Keeping the mattresses clean was another challenge. A machine called a “mattress autoclave” steam-boiled contaminated mattresses to kill bacteria.
Security procedures appear to have at least partially worked to protect staff. Although about 3,500 people died at Ellis Island, that didn’t include any staff who contracted illnesses from their patients, McInnes says.
Tremendous work has been done to stabilize the hospital buildings and stop their deterioration, but there is still work to be done. In a corridor, the doors and windows have disappeared; they are covered in poison ivy vines. The trees cross, letting in the rain.
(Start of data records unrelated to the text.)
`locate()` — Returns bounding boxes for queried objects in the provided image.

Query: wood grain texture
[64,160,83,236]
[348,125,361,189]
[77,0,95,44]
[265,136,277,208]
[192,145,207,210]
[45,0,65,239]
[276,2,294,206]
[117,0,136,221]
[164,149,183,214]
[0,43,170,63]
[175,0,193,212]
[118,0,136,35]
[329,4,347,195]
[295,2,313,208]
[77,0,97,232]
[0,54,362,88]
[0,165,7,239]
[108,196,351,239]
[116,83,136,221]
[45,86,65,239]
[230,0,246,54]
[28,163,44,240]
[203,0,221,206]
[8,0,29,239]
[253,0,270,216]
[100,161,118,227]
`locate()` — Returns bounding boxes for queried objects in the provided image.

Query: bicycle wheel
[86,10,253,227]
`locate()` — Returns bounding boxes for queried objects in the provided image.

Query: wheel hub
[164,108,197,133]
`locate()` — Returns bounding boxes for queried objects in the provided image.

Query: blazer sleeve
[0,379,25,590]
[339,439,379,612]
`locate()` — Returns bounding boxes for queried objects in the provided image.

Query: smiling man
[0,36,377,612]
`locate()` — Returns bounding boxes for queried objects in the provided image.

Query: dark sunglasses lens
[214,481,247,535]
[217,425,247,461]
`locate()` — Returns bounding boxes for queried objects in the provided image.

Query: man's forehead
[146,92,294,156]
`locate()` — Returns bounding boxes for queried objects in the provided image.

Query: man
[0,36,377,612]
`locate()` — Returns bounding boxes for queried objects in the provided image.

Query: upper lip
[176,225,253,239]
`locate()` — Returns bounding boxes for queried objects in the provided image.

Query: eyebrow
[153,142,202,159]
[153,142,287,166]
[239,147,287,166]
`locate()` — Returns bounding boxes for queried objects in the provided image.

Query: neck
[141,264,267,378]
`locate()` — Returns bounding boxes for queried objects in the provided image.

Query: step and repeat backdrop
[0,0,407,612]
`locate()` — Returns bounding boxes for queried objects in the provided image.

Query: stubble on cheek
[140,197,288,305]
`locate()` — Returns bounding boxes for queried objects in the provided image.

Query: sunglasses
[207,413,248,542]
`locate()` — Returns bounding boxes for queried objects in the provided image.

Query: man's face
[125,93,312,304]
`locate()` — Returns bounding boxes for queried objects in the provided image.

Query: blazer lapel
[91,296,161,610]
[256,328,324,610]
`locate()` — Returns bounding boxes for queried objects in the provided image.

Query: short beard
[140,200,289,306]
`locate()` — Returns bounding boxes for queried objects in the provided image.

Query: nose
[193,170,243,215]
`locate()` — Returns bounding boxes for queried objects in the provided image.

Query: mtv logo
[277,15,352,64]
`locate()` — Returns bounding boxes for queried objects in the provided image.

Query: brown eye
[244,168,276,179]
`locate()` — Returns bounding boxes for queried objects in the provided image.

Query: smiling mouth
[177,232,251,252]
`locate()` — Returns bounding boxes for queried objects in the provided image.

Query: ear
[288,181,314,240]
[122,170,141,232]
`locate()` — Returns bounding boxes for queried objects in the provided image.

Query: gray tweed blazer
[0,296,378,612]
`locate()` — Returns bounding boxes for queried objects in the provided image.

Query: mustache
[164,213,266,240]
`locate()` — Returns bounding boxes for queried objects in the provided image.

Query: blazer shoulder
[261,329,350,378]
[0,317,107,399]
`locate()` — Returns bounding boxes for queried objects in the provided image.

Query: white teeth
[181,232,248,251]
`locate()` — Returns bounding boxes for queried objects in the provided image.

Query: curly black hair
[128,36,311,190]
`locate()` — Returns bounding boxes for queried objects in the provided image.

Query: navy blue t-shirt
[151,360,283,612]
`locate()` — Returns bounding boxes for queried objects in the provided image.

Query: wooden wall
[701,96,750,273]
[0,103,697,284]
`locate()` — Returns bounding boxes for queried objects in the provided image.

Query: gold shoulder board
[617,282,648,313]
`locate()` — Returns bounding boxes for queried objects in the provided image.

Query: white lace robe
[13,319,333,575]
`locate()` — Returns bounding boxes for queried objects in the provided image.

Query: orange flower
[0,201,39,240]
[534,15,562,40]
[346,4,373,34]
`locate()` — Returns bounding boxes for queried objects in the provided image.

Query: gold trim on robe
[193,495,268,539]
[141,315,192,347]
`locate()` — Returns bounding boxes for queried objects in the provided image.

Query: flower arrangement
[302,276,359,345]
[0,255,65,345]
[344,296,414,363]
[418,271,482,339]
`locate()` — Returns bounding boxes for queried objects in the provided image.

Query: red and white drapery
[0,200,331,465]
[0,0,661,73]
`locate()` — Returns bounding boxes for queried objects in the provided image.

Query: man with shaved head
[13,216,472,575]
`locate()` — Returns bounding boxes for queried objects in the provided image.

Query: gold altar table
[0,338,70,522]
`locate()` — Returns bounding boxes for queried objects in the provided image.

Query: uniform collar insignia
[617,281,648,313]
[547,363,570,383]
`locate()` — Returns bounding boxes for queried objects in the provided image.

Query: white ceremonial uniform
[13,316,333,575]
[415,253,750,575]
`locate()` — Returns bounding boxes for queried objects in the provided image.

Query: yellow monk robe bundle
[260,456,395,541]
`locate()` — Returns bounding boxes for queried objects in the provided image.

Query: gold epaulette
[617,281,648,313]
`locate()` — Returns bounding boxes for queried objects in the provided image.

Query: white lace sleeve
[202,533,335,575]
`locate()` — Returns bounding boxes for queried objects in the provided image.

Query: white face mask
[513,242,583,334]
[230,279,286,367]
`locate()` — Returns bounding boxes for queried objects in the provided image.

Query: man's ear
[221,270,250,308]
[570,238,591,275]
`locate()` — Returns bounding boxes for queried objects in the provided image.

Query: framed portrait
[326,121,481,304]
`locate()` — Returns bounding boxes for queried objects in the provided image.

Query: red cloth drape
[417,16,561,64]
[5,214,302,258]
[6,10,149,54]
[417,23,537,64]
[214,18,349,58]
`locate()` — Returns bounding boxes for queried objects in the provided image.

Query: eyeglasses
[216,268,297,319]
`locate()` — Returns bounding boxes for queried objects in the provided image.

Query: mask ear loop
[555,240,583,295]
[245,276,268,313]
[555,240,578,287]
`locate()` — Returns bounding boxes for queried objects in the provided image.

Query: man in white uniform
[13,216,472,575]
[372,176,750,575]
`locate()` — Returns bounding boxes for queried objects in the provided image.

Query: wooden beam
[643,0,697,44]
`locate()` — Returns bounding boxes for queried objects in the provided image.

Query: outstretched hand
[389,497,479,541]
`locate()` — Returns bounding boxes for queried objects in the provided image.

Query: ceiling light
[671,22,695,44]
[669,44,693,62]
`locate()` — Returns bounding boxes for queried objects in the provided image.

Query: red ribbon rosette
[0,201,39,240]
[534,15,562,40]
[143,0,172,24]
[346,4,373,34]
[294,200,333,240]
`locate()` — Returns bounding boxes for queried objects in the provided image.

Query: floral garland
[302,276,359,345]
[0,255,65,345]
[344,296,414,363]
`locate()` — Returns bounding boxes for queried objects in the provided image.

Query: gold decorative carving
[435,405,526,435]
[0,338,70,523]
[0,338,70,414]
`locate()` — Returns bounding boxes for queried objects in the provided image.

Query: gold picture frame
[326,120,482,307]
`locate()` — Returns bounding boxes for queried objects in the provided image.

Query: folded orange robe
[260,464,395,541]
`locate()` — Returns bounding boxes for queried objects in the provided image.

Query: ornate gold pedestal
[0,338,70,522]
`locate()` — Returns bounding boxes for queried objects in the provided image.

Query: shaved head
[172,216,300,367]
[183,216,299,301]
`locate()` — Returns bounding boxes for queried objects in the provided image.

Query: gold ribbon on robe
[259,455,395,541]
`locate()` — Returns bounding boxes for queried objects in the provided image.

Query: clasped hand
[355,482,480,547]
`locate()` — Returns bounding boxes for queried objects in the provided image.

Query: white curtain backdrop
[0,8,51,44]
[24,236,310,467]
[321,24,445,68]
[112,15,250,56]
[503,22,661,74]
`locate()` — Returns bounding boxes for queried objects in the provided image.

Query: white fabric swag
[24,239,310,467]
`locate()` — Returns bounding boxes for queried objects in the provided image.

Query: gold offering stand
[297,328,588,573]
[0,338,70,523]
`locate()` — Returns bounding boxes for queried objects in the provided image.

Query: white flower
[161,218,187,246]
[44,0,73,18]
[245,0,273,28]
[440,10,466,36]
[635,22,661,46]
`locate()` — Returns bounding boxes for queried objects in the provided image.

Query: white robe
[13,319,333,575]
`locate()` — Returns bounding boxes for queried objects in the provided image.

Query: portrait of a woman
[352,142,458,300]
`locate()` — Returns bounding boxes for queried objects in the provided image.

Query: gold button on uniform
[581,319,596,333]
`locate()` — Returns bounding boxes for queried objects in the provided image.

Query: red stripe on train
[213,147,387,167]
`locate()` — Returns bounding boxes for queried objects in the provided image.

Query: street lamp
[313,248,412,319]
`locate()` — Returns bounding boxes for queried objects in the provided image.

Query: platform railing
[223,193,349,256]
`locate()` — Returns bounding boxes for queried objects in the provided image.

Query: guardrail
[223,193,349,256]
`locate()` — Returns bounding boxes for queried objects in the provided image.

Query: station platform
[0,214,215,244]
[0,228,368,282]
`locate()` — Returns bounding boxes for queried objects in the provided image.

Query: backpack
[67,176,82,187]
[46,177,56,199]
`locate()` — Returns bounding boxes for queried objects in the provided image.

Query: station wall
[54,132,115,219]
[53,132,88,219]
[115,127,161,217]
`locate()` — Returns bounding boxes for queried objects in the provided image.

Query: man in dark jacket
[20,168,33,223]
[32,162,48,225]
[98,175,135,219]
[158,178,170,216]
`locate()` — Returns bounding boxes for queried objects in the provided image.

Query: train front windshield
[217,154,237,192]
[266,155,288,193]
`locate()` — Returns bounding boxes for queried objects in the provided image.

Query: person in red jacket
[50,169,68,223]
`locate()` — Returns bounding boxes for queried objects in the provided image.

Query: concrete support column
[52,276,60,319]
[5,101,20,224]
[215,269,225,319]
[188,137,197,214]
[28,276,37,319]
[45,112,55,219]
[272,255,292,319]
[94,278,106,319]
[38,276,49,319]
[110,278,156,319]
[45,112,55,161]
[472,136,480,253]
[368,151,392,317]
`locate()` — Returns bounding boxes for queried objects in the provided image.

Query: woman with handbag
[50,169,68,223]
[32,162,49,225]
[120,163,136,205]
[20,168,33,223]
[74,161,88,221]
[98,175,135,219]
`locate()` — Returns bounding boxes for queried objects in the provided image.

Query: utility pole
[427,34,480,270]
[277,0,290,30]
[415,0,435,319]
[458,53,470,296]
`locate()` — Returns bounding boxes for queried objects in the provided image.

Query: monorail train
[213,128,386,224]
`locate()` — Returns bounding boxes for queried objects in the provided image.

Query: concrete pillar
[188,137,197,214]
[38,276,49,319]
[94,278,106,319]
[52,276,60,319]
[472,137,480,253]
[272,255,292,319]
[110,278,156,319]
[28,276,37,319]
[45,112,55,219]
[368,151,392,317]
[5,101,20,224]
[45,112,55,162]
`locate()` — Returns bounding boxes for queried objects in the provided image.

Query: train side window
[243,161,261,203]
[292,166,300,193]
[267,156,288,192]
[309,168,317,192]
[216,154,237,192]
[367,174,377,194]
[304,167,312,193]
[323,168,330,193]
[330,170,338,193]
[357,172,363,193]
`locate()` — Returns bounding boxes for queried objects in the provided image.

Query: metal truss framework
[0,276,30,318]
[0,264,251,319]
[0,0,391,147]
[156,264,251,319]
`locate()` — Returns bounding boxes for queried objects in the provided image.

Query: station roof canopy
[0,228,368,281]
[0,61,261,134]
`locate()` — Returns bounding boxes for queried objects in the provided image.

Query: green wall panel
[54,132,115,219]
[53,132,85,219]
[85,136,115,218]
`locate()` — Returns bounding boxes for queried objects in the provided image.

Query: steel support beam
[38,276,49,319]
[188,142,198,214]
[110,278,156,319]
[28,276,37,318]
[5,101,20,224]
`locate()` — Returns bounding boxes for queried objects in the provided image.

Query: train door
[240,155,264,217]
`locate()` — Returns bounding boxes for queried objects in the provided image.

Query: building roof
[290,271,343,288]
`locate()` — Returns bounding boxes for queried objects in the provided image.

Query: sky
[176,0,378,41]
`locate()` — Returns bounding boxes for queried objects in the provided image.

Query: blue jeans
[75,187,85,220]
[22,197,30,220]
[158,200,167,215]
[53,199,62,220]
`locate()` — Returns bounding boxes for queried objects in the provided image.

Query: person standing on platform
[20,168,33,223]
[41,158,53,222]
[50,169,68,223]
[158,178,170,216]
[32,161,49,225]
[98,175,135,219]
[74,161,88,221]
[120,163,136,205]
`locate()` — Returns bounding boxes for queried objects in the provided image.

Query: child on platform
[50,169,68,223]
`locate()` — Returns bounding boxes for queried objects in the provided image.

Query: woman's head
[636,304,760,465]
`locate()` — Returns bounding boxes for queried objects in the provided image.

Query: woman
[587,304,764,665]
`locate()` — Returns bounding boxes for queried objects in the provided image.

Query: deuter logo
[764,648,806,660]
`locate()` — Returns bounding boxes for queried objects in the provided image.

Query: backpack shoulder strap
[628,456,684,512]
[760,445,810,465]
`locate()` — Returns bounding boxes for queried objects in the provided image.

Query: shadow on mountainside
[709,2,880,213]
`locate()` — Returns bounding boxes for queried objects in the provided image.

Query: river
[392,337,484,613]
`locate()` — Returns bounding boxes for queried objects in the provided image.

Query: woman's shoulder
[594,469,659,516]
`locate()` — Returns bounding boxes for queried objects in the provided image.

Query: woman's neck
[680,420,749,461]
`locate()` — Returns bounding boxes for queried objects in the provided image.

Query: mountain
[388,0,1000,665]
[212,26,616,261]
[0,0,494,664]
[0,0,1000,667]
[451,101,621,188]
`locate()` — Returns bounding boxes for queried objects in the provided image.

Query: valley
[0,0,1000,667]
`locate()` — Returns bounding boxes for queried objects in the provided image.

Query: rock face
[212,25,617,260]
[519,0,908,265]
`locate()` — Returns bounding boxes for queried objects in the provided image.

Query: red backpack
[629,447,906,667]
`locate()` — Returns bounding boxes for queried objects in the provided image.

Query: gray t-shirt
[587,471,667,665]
Water only speeds up the decomposition process. In the lobby, chimney bricks that fell during Super Hurricane Sandy are stacked on wooden pallets in hopes of being used in a future restoration.
Save Ellis Island offers limited guided tours of the hospital complex with headphones for $25 per person. An exhibition of the artist JR is presented throughout the hospital complex. The proceeds from the visits are devoted to the maintenance and restoration of the hospital complex.
“It takes a lot of money to do anything from mowing the grass to returning artifacts to the south side of the island,” McInnes says.
He estimates that a complete restoration of the south side of the island would cost around half a billion dollars, a price that increases every year.